Does this mean that a political leader is a magician or a charlatan? Do they pretend not to have what they in fact do possess – transience and insubstantiality as a function of blind historical and dynamical forces which just happened to percolate this one particular hominid through the ranks of stratified hierarchy into ascendancy and leadership? Or do they pretend to have what they do not – inevitability, moral and social or economic certainty?
The deeply and eternally turbulent, contested information spaces of political life reveals (at least) two primary revelations:
1) Those who ascend to power are generally those who by wit or by luck learn to successfully navigate the complex information-processing systems of power and influence associated with political systems and through this – they are successful precisely and directly as a function of the extent to which their actions and assertions of national caretaking or wilful manipulation serve to recursively regenerate the political information-processing system itself, above and beyond their individual or asserted national and Global aspirations; and,
2) The degree of insecurity manifest in or as political and (let’s be brutally honest) geostrategic posturing is a direct measure of the insubstantiality of a position. All political systems are expansive as a function of autonomously self-propagating dynamical processes endemic in matter and biology but the degree to which competition becomes biases towards saber-rattling and conflict indicates the extent to which aggression is rounded upon political fear, itself based much less in the actual facts than it is in a profoundly self-interested psychological myopia that – being perhaps quite native to brains and minds – drags us all along for the roller-coaster ride and recurring catastrophes of human history.

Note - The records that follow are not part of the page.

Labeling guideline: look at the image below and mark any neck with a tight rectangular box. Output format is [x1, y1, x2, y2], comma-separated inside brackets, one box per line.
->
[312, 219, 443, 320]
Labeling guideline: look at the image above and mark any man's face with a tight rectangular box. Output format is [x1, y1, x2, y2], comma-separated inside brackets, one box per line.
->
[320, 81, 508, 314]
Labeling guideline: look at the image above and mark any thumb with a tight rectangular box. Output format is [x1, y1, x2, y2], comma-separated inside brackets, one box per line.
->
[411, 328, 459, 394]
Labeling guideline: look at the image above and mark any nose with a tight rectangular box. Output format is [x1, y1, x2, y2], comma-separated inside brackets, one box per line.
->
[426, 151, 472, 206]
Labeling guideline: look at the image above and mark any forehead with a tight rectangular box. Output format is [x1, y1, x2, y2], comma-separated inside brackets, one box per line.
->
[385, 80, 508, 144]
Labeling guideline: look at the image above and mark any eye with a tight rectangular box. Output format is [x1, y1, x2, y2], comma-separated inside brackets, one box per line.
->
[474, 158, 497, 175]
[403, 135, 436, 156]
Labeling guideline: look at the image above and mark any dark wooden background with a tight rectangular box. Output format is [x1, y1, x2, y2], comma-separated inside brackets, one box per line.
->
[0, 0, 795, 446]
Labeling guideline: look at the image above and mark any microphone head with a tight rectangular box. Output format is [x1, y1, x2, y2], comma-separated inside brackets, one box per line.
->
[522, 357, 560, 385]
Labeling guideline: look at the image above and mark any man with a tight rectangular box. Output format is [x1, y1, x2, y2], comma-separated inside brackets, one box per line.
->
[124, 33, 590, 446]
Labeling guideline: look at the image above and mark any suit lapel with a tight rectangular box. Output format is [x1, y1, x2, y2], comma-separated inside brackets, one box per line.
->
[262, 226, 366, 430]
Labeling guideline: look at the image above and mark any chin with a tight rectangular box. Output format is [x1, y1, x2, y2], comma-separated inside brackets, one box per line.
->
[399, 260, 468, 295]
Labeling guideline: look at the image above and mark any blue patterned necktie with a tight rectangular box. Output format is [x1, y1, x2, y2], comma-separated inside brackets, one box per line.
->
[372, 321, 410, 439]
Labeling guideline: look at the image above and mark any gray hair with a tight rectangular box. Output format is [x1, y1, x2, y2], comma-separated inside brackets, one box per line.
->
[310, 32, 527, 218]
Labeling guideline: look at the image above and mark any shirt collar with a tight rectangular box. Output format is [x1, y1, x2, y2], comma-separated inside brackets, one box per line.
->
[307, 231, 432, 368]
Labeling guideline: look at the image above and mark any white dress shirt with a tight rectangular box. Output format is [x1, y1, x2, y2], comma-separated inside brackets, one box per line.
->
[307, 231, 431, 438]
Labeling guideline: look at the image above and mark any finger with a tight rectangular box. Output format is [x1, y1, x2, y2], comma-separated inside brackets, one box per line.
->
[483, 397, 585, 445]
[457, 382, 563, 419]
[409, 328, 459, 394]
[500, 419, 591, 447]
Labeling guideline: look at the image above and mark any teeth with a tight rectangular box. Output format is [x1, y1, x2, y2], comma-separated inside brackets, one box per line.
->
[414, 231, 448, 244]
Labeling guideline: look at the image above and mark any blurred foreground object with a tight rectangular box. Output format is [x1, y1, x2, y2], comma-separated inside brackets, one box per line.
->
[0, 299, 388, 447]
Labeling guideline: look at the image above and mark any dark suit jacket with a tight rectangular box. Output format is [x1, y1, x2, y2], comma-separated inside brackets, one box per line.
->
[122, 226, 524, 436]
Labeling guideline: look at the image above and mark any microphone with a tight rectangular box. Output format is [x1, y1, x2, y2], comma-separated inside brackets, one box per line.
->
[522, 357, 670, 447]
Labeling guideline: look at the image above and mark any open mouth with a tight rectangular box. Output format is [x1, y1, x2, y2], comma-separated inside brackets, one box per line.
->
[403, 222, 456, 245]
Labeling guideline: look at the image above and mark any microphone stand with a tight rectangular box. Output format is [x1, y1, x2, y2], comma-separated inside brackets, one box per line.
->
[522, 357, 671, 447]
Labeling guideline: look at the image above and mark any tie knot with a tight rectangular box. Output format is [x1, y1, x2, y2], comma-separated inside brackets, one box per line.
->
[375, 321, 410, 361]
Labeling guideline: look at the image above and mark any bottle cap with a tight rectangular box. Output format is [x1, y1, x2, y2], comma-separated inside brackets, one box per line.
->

A key reason that political (and cultural) narratives are rarely sufficiently questioned or analysed to a point of doubting their sum and aggregate validity is that the unhappiness and uncertainty we all find ourselves inhabiting has a tendency to recreate itself, without direction and through us. We just assume that the facts we encounter are quite normative and necessary, despite the fact that they are not. We are all living inside effective fictions as though optical illusions of necessity which we can not escape. Political leaders, equally trapped by the myths they make can only ever and also just go along with this accelerating, evolving game of human sociotechnical and political confusion. The thing we neither hide nor possess is that this is a game that plays itself through us much more than we exist through it and for this reason alone, we can expect the great banners of ideological incompetency to continue waving above our heads and leading us all – in part and in whole – into utterly stupid collective actions, assertions and conclusions.